Tuesday, August 4, 2009

Radiator Flush – Antifreeze Replacement Coolant Flush or Replacing the Engine Coolant?

First it should be noted that coolant and antifreeze are the same thing. Replacing the vehicles engine coolant is part of a routine vehicle maintenance regiment, but how often should the coolant be replaced? Many auto shops will recommend a flush instead of a straight coolant replacement. What’s better for the vehicle, replacing the coolant or flushing the radiator? Find out the answer to the question, radiator flush or engine coolant replacement.

How Often Should the Engine Coolant Be Replaced?

The best answer to the question of how often engine coolant should be replaced is to find out what the vehicle manufacturer recommends. The vehicles owner’s manual should have a maintenance schedule that shows what mileage intervals the engine coolant should be replaced. If the vehicles owner’s manual is missing, the dealer or the manufacturers website should have the needed information.

Older vehicles usually require that the engine/radiator coolant be replaced every 30,000 miles. Most new vehicles from 2003 and up have a gold coolant (older vehicles green coolant) that should last up to 100,000 miles. The manufacturers maintenance schedule will have the mileage intervals required. It’s important to note that most manufacturers do not recommend a coolant flush but simply recommend replacing the engine coolant.
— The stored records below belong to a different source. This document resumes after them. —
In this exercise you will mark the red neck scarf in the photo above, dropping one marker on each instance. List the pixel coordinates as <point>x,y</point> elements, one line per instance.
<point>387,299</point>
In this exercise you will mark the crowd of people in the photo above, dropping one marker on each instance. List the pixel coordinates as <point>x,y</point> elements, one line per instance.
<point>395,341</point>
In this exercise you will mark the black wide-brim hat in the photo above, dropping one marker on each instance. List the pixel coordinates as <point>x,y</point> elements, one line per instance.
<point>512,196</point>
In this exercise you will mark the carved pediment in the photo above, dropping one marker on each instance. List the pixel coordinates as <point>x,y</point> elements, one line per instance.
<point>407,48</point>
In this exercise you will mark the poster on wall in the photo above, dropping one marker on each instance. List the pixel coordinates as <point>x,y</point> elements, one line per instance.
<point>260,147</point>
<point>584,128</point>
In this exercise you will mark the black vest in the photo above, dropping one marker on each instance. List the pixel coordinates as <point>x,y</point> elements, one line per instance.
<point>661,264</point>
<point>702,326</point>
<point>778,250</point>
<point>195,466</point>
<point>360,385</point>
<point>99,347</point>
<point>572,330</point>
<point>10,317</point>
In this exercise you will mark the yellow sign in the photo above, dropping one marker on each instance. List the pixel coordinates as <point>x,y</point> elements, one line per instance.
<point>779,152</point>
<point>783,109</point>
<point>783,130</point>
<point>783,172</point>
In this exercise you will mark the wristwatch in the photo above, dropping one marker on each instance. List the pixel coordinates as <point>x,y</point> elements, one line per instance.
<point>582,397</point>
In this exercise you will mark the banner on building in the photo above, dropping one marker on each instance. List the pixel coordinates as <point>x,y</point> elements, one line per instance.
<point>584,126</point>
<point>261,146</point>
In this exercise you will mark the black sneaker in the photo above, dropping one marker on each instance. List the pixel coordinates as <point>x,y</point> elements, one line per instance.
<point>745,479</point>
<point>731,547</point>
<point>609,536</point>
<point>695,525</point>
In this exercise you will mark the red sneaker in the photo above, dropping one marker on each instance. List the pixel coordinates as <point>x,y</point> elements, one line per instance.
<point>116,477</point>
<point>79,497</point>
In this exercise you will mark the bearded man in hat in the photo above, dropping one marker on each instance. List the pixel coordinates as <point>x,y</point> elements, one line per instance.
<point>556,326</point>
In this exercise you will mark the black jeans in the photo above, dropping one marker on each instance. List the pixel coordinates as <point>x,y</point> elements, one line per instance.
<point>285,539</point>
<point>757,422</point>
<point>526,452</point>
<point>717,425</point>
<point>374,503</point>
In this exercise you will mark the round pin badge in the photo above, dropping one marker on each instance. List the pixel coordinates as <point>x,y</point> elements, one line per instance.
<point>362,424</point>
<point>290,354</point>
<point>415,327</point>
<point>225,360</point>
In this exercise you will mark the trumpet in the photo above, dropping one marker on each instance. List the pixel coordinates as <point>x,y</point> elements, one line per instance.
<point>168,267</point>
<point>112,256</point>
Drain and Refill Radiator Coolant or Cooling System Flush

Drain and Refill

  1. With a radiator coolant drain and refill the coolant is simply drained from the radiator and refilled. Most radiators have a drain on the bottom of the radiator called a petcock. The petcock is simply turned and the coolant will drain from the petcock. If there is no petcock, the bottom radiator hose can be removed to drain the coolant.
  2. After the radiator is drained, close the petcock and refill the radiator, usually with a mixture of half water and half coolant. Auto parts stores usually have straight coolant or containers that are premixed with water. Make sure the correct coolant is used to refill the radiator. If the vehicle is equipped with a coolant recovery tank, make sure the tank is at the level indicated on the tank.

Cooling System Flush

When the vehicles radiator is drained, most of the coolant in the engine remains. With a cooling system flush auto shops will either manually flush the cooling system or use a flush machine.

  • Manual Flush – When the cooling system is flushed manually, a flush solution is poured into the radiator. The cars engine is then ran until it reaches operating temperature. This allows the thermostat to open and coolant to run through the entire cooling system. The radiator is then drained and refilled with coolant. Old coolant will still remain in the engine.
  • Coolant Flush Machine – With a flush machine the coolant is forced through the cooling system and virtually all of the old coolant is removed from the cooling system. With a simple drain and refill a lot of rust and other contaminants remain in the engine. With a manual flush more contaminants are removed but some still remain.

Other Chemicals Used With a Cooling System Flush

Naturally a flush cleaning agent should be used when a coolant flush is performed. Some other chemicals that might be used may included the following:

  • Chemical Flush – Cleans the cooling systems and removes rust, other contaminants and deposits
  • Lubrication – Sometimes auto repair shops will use a lubricant that lubricates the water pump and other components to help increase the life of those components.
  • Sealants - Some experts say that a cooling system flush may break loose contaminants that may cause leaks. As a precaution they may add sealants that will actually work to seal leaks before they occur.

Whatever choice is made between a drain and refill or a flush, there are some experts that claim that a flush machine may cause more damage by breaking loose components. If a cooling system flush is performed, it’s best to make sure that there is a guarantee or warranty against future problems like coolant leaks. Most repair orders that are signed by the vehicle owner at the auto repair shop state that no expressed warranties apply. If there is a warranty, make sure that the warranty is in writing.


  1. What a nice blog you have..thanks for all this information

  2. Dont forget, always go back to the same color coolant that came out of your coolant system.